Blue Ridge Mountain Views

“Old Boone”

By DIANE WARMAN BLANKS

Main Street Looking North. Watauga Memory Postcards. Photo courtesy of Watauga County Library. Photo from (digitized) Images of North Carolina, Historic Boone exhibit. For more photos of Old Boone and Watauga County, go to www.digitalnc.org/exhibits/historic-boone or to http://digitalwatauga.omeka.net
Main Street Looking North. Watauga Memory Postcards. Photo courtesy of Watauga County Library. Photo from (digitized) Images of North Carolina, Historic Boone exhibit. For more photos of Old Boone and Watauga County, go to www.digitalnc.org/exhibits/historic-boone or to http://digitalwatauga.omeka.net

When I was young, Saturdays in Boone had a slight, exciting flavor of medieval market days. Oh, there weren’t jugglers and tumblers, but there was everything else. The man who came to town with a full “beard” composed of live, working bees. He liked to show off his bees and always had a friendly smile in amongst the crawling yellow-striped bodies. The blind man singing and playing his guitar on the corner in front of the bank, a guitar case at his feet. They called him “Doc” Watson and later, when he was discovered, named one of the world’s greatest acoustic guitar virtuosos. I liked to put a quarter in his case, and Granny always made sure I had one. We’d stop and listen to the music and chat with him after he finished the song. There were a number of street musicians downtown, but we two thought he was the best of the lot.

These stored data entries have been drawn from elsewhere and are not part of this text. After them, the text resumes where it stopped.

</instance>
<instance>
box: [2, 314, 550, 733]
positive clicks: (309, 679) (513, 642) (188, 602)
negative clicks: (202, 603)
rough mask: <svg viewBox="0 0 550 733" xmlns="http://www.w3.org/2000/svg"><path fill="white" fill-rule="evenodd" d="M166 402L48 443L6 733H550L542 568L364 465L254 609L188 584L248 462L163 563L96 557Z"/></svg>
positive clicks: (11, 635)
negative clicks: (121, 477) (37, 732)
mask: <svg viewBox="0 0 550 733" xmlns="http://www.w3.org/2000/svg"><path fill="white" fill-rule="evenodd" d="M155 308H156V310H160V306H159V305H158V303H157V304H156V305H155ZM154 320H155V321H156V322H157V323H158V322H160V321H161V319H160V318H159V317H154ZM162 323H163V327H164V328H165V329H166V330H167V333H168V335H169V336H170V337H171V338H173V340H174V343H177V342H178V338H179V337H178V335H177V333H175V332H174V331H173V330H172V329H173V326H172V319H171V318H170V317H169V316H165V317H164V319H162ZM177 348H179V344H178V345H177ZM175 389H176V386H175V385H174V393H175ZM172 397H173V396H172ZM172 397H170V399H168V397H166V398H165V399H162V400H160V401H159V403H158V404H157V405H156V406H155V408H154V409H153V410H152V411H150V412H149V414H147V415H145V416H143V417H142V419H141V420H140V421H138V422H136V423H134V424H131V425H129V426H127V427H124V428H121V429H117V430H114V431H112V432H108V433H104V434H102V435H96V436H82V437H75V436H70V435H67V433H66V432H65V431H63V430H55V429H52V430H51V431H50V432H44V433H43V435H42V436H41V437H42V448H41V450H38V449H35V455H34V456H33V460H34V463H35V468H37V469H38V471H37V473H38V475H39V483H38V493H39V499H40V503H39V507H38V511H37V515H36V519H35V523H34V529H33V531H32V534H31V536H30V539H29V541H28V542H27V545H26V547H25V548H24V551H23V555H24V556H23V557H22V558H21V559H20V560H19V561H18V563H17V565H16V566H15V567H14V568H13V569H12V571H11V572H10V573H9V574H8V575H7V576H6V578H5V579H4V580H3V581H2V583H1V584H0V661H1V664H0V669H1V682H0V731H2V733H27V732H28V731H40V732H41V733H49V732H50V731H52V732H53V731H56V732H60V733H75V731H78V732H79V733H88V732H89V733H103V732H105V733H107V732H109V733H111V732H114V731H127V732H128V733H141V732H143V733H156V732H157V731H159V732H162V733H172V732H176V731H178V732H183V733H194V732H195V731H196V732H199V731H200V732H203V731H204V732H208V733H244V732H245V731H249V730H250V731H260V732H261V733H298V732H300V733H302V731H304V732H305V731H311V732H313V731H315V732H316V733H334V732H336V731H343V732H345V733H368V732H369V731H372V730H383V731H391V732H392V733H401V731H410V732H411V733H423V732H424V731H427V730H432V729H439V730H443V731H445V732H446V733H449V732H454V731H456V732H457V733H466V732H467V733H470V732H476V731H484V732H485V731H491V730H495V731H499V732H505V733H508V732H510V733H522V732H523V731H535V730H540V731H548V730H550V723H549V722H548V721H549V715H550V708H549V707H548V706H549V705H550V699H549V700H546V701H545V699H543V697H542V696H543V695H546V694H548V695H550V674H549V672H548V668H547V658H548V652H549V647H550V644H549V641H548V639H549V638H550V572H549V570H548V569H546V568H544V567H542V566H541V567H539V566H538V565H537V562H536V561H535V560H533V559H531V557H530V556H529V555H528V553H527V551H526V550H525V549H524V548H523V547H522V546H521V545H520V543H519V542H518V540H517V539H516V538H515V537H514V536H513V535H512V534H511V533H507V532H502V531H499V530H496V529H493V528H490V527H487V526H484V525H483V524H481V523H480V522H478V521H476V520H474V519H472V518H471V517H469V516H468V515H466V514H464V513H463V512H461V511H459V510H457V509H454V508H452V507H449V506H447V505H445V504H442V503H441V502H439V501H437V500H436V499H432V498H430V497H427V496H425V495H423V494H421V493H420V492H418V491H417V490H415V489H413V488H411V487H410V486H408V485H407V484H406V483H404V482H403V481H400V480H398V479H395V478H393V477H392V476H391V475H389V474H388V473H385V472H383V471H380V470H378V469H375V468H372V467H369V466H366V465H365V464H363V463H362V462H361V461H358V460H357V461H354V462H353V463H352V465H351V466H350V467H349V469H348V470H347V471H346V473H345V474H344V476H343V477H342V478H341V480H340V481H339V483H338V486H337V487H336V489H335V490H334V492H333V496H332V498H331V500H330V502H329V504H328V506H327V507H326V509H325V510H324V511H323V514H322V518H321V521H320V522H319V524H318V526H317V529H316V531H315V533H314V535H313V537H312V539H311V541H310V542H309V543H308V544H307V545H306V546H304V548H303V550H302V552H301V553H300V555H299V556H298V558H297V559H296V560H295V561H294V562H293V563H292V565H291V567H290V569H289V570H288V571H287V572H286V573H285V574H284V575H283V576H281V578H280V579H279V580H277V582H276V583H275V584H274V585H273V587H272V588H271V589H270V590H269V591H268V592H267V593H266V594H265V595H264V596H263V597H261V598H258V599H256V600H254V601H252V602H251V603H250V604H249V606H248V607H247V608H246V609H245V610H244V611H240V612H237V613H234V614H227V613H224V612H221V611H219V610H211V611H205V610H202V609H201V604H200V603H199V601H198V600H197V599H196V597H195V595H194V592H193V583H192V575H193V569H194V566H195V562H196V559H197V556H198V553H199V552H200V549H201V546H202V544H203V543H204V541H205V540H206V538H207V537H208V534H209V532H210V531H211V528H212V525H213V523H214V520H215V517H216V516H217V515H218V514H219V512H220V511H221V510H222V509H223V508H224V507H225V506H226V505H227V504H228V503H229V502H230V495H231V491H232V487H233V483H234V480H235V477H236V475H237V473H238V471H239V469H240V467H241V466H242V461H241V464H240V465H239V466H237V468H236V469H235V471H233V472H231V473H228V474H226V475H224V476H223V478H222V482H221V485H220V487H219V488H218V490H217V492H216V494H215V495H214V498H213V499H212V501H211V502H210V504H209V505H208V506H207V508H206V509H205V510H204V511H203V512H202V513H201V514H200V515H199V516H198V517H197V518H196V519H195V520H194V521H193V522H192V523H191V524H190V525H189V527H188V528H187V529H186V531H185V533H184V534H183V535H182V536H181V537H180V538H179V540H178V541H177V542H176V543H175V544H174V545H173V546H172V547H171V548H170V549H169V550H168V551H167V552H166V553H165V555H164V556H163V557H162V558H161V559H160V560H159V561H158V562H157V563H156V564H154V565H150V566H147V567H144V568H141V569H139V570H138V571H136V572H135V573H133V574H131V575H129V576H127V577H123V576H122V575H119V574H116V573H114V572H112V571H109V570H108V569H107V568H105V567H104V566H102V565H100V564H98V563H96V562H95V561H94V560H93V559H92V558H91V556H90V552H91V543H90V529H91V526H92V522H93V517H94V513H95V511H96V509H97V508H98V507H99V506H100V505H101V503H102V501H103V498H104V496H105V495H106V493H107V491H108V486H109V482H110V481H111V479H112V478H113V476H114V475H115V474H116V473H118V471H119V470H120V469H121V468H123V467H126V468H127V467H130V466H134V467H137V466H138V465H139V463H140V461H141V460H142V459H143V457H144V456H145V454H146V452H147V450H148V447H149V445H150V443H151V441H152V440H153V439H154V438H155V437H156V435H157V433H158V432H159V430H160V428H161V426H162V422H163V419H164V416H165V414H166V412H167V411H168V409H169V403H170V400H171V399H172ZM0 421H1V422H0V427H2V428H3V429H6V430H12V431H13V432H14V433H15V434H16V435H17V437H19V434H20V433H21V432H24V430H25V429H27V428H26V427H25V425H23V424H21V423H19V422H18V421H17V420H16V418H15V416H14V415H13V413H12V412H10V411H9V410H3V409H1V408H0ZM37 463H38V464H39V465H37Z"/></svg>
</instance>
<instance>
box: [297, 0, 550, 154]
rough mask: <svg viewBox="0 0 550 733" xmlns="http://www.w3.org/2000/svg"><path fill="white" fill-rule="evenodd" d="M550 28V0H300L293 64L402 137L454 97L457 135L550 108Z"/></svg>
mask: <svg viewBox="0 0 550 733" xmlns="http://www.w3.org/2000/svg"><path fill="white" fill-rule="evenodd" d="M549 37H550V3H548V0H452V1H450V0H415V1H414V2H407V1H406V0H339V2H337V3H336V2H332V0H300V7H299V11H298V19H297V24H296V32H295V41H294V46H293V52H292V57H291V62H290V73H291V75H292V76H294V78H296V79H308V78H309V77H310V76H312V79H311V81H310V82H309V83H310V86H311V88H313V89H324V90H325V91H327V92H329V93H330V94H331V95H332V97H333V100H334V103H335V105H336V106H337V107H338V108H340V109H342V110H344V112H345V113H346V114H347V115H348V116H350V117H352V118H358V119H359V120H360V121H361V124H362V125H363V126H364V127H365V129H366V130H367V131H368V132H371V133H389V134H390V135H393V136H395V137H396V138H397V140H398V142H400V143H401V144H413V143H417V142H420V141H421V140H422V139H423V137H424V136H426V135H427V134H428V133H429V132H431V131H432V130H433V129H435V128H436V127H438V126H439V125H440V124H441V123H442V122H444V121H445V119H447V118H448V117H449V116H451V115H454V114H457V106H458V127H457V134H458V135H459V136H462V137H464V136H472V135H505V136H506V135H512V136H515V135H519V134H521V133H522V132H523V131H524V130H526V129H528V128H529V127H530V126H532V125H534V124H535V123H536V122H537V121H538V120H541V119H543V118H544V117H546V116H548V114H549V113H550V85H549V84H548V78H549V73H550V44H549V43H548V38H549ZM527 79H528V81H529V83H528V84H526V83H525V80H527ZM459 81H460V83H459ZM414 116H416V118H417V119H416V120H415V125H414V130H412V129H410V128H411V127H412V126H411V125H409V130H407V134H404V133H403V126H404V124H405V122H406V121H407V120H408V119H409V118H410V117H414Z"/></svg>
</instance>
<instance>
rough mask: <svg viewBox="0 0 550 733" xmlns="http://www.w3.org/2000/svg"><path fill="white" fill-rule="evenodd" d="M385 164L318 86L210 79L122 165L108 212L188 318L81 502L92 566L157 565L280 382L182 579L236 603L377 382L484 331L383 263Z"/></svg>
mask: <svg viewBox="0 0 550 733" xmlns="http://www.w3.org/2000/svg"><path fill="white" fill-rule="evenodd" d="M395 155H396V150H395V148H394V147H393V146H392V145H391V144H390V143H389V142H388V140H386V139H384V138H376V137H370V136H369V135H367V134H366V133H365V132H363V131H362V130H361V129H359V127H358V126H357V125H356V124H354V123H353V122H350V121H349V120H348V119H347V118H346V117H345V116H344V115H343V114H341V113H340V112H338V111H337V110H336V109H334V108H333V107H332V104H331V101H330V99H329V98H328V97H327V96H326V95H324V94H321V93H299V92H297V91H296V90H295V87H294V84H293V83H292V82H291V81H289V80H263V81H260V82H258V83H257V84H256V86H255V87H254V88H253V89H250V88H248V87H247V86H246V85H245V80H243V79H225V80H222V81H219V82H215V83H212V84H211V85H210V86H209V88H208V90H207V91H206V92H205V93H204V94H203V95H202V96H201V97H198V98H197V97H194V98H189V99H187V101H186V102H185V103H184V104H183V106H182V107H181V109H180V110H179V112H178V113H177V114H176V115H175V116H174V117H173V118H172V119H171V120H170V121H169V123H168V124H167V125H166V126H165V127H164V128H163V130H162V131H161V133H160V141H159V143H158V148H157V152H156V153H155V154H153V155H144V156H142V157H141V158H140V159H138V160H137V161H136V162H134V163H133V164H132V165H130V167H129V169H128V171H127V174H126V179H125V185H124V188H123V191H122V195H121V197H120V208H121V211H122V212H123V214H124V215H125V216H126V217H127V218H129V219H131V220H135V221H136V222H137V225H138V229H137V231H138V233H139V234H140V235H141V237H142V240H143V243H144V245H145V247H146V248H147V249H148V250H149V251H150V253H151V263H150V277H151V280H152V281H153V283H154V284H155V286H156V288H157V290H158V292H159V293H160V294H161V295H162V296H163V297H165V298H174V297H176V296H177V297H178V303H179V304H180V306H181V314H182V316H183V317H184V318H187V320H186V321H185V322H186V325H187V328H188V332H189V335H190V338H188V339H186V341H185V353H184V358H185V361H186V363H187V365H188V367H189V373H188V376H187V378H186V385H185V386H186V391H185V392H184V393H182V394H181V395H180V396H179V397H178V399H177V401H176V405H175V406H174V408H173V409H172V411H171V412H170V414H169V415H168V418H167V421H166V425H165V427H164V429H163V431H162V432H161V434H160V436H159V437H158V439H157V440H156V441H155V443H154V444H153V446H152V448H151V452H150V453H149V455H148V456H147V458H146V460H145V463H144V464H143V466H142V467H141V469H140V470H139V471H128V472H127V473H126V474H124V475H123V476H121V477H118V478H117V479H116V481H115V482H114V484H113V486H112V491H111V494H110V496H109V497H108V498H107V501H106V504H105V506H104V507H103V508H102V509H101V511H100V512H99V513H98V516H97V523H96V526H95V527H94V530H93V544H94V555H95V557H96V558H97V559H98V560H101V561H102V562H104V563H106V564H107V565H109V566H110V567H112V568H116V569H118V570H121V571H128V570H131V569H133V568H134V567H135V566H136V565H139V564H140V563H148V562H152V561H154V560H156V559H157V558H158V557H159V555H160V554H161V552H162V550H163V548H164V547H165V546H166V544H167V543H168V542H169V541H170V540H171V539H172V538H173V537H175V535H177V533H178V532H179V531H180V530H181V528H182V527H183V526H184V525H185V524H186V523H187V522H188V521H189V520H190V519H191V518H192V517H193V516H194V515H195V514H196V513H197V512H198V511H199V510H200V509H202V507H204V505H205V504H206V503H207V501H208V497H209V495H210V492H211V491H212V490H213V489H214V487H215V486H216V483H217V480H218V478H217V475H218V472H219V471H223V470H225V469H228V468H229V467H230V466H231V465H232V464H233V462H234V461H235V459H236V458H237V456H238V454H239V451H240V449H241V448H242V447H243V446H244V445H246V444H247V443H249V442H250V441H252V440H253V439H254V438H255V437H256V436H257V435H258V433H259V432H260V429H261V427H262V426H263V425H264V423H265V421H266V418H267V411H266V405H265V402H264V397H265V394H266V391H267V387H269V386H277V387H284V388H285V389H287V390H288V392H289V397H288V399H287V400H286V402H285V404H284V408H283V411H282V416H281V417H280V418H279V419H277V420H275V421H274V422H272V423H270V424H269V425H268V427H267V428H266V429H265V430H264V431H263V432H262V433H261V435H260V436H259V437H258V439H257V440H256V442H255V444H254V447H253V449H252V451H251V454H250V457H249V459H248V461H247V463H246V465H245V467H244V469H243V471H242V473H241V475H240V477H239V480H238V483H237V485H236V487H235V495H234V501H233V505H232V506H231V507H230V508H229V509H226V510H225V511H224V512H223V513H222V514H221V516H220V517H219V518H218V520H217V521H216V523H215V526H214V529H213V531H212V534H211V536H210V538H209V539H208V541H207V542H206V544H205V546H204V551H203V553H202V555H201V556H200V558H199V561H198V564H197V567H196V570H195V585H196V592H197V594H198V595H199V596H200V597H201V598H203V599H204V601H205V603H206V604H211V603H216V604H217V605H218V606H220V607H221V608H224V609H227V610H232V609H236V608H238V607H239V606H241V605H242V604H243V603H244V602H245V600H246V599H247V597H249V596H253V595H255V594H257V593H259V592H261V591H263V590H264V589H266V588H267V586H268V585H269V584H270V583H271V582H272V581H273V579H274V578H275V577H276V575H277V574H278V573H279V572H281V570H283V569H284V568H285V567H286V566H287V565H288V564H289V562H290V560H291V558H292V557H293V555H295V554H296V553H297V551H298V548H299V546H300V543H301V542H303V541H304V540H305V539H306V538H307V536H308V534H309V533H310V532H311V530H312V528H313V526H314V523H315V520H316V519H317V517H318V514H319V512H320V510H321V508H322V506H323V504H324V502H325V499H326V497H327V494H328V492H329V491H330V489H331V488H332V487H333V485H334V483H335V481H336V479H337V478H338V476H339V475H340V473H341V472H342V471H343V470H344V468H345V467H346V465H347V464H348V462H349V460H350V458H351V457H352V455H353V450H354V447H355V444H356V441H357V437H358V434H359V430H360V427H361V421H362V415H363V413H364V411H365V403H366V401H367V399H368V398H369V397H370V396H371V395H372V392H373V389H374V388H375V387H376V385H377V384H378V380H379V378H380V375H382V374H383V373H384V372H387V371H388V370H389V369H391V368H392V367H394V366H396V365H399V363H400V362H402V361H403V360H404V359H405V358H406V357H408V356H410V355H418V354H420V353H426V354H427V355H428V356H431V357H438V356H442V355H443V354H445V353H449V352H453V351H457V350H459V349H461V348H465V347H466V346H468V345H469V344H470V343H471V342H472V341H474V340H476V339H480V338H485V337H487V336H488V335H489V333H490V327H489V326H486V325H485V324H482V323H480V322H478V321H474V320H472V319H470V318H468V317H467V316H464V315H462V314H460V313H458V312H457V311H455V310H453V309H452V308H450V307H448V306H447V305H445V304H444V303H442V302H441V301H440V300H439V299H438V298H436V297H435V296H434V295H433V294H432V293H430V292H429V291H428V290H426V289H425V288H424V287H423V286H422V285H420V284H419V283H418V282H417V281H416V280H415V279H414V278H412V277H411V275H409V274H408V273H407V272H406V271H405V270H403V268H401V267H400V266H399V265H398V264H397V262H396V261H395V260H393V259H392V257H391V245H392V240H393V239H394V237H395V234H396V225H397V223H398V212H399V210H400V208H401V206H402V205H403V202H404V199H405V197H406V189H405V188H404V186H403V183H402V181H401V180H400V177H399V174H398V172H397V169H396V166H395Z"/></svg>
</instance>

The small farmers came to town from back in the mountain coves and hollows, with various friends and relatives seated in straight wooden chairs in the backs of their ancient pickup trucks. They came to trade at Smithey’s, a farm/dry goods store that sold patterned oilcloth, groceries, denim work jackets and overalls, dipping snuff, barn boots and ladies’ house dresses, among many other things.

Some of the farmers would set up produce stands next door to the store. There were heaping baskets of shiny mountaineer white half runners (heirloom beans from seeds originally brought over from Germany), glowing German Pink tomatoes, little pickling cucumbers so fresh they snapped when you bit them and piles of tiny new potatoes they’d dug out from the potato hills in their gardens.

My favorite, though, was the man who had the homemade “maple” candy. It was brown sugar and water and flavoring, boiled down and molded in muffin tins. He always had a big jar, and you could reach in and get one for a nickel. It was enough candy to see me up the steep hill home and have some left over.

There’s still a slight flavor of the medieval about downtown Boone, but now it comes from the retro-hippies, who are definitely colorful. There’s also the occasional guitar or banjo player on the street, some of whom are really good. Smithey’s is gone now, replaced by a thrift store, so I guess the folks from back in the hollows now shop at WalMart. You don’t see the pickups with the straight chairs in the back any more, either.

There are, here and there, hints of Old Boone left around town, but they’re rapidly vanishing, replaced by bland commercial student housing complexes for the college students here. I’m afraid we’re losing the memory of where we came from.